Loving does not apply here, as to apply it one most show that there is both "invidious" discrimination at play (which there isn't) and that the discrimination is an attempt to make a particular class superior (again, which is not the case here):
http://www.debatepolitics.com/us-constitution/215175-scotus-moderate-decision-ssm-3.html#post1064246320.
And the issue about prisoners being allowed to marry in no way recognized a federal constitutional right to marry, but that the state had no federal grounds to deny either rights or privileges to prisoners that were not specifically denied in the constitution or denial of which constituted cruel and unusual punishment. Rights or privileges not explicitly granted in the constitution are left to the states and the people. Marriage is one of these.
But, even if marriage was eventually declared a federal constitutional right by some convoluted erroneous reasoning, it's still "marriage", meaning "between a man and a woman as husband and wife". By it's very nature, "marriage" rightly discriminates between a single person by him or her self, three or more people, a man and a little girl, a dog and a cat, .. and a man and a man and a woman and a woman.
No exceptions can rightly be made with respect to the word "marriage".
If you want to have private enterprise and government recognition of certain specific domestic partnerships (marriage itself is a civil union domestic partnership legal statute in every state), then each distinct civil union domestic partnership must be defined in detail and identified with an identifying word .. so "homarriage" or the like would be a new civil union domestic partnership "between two same sex people as husband and husband or wife and wife" or whatever.
But that's rightly up to each state to decide, as there is no federal constitutional even remotely applicable passage in this matter to force states to create specific statutes.
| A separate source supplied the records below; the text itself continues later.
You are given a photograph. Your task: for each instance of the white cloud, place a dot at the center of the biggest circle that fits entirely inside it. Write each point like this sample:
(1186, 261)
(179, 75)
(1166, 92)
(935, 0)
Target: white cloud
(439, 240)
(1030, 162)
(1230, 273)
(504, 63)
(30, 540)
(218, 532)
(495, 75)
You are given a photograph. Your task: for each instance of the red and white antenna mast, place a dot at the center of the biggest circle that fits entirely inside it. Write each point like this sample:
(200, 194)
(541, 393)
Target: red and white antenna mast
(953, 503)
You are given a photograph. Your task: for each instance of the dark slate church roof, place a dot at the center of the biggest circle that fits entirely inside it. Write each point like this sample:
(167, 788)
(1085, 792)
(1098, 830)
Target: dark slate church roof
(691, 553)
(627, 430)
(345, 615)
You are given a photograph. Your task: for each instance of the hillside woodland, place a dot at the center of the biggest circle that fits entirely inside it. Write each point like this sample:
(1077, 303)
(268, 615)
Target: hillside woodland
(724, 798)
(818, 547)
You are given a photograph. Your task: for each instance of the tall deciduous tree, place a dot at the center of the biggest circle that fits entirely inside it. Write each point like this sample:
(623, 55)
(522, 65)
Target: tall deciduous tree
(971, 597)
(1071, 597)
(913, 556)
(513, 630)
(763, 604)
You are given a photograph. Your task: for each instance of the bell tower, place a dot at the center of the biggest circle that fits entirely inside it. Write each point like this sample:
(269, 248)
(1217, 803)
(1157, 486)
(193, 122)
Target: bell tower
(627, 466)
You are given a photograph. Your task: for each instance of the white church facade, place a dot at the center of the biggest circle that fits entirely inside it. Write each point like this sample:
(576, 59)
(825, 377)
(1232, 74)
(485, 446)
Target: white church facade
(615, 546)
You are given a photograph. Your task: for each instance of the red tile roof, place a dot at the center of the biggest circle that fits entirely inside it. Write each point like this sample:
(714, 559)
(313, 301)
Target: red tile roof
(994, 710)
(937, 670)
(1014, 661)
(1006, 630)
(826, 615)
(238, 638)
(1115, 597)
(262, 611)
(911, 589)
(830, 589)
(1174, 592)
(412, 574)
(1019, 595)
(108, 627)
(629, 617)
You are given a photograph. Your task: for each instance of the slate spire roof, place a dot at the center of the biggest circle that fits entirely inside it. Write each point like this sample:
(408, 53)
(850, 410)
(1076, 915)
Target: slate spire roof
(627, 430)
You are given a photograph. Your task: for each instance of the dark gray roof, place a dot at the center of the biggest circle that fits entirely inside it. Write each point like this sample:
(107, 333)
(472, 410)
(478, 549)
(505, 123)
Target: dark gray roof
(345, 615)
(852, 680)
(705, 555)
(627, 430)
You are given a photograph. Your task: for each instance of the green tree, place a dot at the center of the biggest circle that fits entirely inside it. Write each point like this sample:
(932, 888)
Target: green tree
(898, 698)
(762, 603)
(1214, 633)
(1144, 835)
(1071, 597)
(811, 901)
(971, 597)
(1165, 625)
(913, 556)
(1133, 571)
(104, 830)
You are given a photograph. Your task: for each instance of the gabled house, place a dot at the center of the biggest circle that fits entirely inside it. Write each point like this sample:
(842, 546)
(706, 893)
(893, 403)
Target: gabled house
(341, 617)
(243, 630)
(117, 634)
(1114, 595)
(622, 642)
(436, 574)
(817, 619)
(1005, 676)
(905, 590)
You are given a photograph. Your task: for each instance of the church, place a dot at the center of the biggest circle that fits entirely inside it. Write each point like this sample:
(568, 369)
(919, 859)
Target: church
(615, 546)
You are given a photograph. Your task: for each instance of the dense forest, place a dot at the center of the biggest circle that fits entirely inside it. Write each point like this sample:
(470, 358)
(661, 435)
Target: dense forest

Justice Thomas is absolutely correct, in that not only is it apparent that the SCOTUS is tipping their hand that the majority will attempt to construe a federal right to the ridiculous oxymoronic "gay marriage" / "same-sex marriage", but that that would obviously be the wrong decision, as though clearly the majority of Americans favor recognition, the majority of Americans also don't support that recognition under the inapplicable term "marriage", and because the SCOTUS simply has no final conclusion as to whether gay is from birth or a conscious choice, they cannot intelligently conclude it's an inalienable right.
The SCOTUS simply has no rationally intelligent grounds to conclude that "any two people" can "marry", both with respect to definitive propriety, respecting words and their true meaning, constitutionally, and with respect to the majority of Americans who have yet to show that gays marrying is a time-honored cultural reasonable and customary tradition.
Ultimately, the likely thing the SCOTUS is going to do is to require same-sex union recognition in every state but to let each state decide what to call that particular union. Some states will call it rightly "homarriage", and others will erroneously refer to it as "marriage".
But the right thing for the SCOTUS to do is to allow recognition in every state but require that it be given a name other than marriage, as it's reasonable and customary for adult humans to bond one-to-one (not polygamously), but there is no reasonable and customary cultural tradition to call such bondings "marriage".
Again, marriage is a contract, and contract law is the province of the state, not the federal.